The 1st November, I checked one Grass Owl's (more exactly Eastern Grass Owl Tyto longimembris) site along the Red River, not far from Hanoi. I found a breeding pair, with the nest located EXACTLY at the same place than the one of last year (in which they had successfully raised 5 chicks) ! This seasonnally flooded area is large, and they had many other possibilities but they chose to come back to the old place. Pretty amazing!
The second thing worth noting is that the nest already contain chicks, 5 at least (eldest one around 20 days). So, the breeding season started much earlier (c.1 month and half) than last year. If everything is OK, those chicks will leave the nest before Christmas ; last year, it was after the Têt (Vietnamese New Year) i.e. early February (for the youngest chicks). Fledging is at about 2 months.
This area was still flooded at the beginning of August. Considering the fact that the female started laying eggs in early September (incubation is thought to be around 42 days), this pair reoccupied the site very quickly - and the rodents also I guess !- after flood withdrawal.
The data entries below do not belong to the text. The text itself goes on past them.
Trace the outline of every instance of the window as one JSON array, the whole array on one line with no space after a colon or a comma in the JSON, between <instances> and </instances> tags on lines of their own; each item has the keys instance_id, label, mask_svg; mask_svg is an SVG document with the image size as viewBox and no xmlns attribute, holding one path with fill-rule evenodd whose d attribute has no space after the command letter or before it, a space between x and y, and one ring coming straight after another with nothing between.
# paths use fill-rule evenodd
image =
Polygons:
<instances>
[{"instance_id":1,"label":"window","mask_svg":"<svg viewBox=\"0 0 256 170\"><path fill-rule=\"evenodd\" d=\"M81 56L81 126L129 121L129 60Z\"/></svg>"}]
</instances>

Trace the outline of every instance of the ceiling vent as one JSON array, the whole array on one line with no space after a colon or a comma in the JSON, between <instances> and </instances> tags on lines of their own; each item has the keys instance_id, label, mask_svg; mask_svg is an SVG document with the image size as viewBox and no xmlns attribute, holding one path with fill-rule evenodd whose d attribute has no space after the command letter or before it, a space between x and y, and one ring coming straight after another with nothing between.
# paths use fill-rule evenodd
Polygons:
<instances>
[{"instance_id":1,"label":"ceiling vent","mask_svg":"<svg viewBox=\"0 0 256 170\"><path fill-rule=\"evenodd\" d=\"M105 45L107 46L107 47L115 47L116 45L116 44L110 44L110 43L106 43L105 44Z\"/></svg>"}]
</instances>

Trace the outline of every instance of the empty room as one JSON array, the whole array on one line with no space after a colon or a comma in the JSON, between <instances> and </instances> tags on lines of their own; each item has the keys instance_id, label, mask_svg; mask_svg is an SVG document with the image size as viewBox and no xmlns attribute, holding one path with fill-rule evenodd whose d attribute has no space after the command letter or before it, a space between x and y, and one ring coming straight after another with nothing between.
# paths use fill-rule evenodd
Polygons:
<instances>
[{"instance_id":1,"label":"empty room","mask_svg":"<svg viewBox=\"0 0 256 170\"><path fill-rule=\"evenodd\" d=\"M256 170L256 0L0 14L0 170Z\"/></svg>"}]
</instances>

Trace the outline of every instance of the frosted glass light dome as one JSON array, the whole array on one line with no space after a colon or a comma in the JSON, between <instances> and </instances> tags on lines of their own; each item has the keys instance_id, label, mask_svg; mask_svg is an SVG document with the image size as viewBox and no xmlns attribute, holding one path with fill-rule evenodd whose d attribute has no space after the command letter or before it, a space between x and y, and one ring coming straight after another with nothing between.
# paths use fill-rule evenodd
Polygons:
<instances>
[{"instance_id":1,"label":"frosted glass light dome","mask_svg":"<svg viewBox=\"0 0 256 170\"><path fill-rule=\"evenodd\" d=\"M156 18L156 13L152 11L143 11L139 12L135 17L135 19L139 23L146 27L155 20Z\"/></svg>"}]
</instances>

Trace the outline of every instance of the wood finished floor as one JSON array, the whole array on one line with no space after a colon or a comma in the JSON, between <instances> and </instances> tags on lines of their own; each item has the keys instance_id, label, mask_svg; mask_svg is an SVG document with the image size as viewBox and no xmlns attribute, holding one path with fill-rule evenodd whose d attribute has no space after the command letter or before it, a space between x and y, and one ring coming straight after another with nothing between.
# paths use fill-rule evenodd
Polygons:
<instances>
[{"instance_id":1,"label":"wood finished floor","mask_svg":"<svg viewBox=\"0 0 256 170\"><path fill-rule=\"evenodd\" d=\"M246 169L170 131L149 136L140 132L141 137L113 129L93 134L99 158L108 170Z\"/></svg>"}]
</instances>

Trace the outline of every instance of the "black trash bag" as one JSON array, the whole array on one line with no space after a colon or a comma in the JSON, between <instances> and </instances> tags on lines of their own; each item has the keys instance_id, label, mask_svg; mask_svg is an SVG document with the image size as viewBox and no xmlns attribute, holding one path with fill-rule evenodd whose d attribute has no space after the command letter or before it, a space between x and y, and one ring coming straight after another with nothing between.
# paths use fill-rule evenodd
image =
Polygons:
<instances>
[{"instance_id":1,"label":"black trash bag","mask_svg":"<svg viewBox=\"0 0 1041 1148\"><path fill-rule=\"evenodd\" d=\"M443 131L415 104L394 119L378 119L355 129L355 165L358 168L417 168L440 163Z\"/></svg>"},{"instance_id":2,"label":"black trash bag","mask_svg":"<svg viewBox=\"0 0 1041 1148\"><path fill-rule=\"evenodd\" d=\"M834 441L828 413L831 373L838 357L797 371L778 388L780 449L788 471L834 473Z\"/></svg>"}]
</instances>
Where were those owls during the flooding season ? An interesting question...
The two adults were with the chicks. When I flushed them, one flew about 20 meters and landed. The other one (photos) turned few seconds around to look at the intruder - maybe the female.
The legs are very long compared with the Barn Owl ; an adaptation for hunting rodents in tall grass. In flight, the whole length of the toes extending beyond the tail feathers.
The nest is a simple platform of trampled grasses, well enveloped by the surrounding grass, with a semi-covered entrance + some tunnels - from where the adults sometimes escape when disturbed.
The youngest chick (less than 1 week old I think) is almost in the centre of the photo (only the head is visible).
Fire in a Grass Owl's site (november 2012). Human-caused fires are the main threat in my area. Farmers begin to burn grasses in October-November, sometimes for obscure reasons (not for cultivation).
Last year, one nest was destroyed by fire during the incubation.